The British Childhood Visual Impairment and Blindness Study 2

Research details

  • Type of funding: Project Grant
  • Grant Holder: Professor Jugnoo Rahi
  • Institute: UCL Institute of Child Health
  • Region: London
  • Start date: September 2015
  • End Date: September 2018
  • Priority: Causes
  • Eye Category: Childhood-onset

Overview

Understanding and addressing childhood visual disability is now a major concern throughout the world. This is both because of a lack of treatments available and because of the high and lifelong impact on the people directly affected, as well as their families and the societies they live in.

For most of these children, we don’t know what if anything makes them more at risk of sight loss, or the mechanics behind their condition. This makes preventing sight loss difficult.

There are some exciting developments in specific treatments for some disorders. For example, cooling the brain or body for some types of oxygen starvation at birth, or gene and stem cell therapies for some conditions affecting the retina. But on the whole, there aren’t many opportunities for good treatment.

All clinical services and public health programmes and policies that address childhood visual disability need good, up-to-date evidence. In the UK, this information is unavailable from either previous studies or existing ‘routine’ data sources. So in this study the research team is aiming to provide this evidence by doing a thorough study of visual disability in childhood.

This will be the first national study to find out how many children are born or become visually impaired each year, how they are detected, any risk factors, and what care they receive. The team will also study the short term health and social effects.
  • Scientific summary

    This is the first national study to determine the incidence, causes, mode/context of detection, determinants/risk factors, management and short term health and social outcomes of all-cause visual disability in childhood. This information is unavailable through either prior studies or existing ‘routine’ (health or administrative) data sources eg sight impairment registers.

    All children <16 years diagnosed during a 1 year period as being VI/SVI/BL will be identified through their managing ophthalmologists and paediatricians using national active surveillance, including through the British Ophthalmological and Paediatric Surveillance Units. Standardised detailed data will be collected longitudinally and analysed using robust methods appropriate for hierarchical data.
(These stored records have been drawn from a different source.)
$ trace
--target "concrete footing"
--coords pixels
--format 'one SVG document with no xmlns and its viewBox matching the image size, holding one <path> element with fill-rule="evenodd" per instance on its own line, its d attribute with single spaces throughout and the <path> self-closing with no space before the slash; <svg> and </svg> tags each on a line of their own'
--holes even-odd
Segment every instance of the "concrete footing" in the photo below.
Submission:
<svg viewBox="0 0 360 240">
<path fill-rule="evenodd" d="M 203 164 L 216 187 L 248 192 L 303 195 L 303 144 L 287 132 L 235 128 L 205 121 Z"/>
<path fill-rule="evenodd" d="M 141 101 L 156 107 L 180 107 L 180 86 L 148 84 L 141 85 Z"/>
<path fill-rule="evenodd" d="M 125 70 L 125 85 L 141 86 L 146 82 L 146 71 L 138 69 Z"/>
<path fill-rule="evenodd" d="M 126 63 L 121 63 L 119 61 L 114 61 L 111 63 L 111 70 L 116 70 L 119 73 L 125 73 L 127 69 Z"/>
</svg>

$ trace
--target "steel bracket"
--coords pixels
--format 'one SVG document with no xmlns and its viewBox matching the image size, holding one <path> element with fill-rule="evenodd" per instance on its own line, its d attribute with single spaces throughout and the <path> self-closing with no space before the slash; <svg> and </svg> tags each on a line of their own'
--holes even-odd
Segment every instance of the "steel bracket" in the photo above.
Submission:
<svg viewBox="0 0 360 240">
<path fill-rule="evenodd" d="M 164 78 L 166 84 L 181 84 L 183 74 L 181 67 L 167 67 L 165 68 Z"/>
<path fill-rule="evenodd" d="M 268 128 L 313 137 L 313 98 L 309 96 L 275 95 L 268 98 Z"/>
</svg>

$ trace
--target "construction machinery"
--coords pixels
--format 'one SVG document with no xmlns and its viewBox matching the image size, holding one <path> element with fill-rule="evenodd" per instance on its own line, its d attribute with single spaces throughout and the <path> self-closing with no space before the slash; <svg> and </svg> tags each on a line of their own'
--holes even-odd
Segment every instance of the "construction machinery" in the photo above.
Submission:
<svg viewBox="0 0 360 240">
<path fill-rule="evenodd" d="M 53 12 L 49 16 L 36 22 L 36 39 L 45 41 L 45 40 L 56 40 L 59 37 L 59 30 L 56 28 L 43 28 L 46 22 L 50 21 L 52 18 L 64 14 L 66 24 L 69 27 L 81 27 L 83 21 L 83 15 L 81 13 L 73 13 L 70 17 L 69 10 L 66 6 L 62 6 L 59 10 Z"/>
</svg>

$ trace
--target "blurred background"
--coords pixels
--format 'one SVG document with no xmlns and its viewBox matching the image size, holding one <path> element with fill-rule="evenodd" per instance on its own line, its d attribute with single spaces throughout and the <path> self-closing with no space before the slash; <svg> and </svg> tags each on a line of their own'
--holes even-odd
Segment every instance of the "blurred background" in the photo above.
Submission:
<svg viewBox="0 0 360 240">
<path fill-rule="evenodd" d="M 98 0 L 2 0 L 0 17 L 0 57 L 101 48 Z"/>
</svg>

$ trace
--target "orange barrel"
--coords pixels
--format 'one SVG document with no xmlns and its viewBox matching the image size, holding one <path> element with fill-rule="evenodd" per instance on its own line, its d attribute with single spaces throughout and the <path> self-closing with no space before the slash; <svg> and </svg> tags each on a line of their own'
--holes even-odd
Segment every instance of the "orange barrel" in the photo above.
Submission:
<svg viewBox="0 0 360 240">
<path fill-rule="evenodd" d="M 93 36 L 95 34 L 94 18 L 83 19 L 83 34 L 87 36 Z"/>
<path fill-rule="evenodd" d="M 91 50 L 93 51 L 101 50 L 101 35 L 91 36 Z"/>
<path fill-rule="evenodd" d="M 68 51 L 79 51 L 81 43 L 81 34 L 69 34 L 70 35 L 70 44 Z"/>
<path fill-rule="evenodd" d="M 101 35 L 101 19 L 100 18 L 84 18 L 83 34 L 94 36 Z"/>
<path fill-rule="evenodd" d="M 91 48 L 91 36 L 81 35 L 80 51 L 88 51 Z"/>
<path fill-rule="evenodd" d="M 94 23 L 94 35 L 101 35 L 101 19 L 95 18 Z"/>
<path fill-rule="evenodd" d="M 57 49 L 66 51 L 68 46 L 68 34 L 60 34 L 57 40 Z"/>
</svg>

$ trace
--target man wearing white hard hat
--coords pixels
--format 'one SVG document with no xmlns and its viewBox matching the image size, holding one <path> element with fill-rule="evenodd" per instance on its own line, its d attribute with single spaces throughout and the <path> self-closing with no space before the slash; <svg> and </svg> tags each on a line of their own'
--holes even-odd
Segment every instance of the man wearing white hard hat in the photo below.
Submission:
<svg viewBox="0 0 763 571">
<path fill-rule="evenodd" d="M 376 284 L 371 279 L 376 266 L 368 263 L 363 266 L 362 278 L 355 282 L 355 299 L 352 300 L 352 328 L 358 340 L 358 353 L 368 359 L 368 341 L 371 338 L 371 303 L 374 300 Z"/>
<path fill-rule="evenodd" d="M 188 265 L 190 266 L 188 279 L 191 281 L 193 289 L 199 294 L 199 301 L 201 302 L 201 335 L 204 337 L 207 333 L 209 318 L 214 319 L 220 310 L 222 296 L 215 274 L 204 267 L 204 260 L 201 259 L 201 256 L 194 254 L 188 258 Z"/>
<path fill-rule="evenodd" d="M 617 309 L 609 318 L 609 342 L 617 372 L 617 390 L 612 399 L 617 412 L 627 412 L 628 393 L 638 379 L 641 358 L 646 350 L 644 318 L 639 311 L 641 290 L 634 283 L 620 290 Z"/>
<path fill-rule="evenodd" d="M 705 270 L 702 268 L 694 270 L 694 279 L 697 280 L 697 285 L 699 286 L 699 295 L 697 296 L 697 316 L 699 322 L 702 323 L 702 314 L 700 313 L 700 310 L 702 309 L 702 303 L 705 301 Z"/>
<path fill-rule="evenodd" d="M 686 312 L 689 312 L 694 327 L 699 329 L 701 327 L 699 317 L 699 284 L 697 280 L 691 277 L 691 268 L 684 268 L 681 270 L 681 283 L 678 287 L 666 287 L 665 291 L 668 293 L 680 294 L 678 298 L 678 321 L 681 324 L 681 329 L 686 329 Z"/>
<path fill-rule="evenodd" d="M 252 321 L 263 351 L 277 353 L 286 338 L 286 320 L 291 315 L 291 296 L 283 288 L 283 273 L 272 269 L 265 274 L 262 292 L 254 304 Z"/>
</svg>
    The study will be undertaken in collaboration with the British Childhood Visual Impairment Study Group (established in 2000 for the team’s prior study ‘BCVIS’ of blindness alone).

    Outcomes:

    • Findings about frequency and current/ emerging determinants will inform prevention and treatment and targeting of screening.
    • The ‘map’ of clinical and public health services involved in detection and management will inform commissioning and delivery of NHS services
    • Findings about frequency and outcomes will permit the first robust health economic modelling of childhood visual disability
    • Compilation of an evidence base about social determinants of childhood visual disability will inform national policies addressing inequalities and serve to strengthen advocacy for health, social and educational services, embedding visual disability in the broader Child Health agenda.
    Creation of a unique representative inception cohort of affected children will permit longitudinal study of clinical, social and educational outcomes of current and emerging interventions.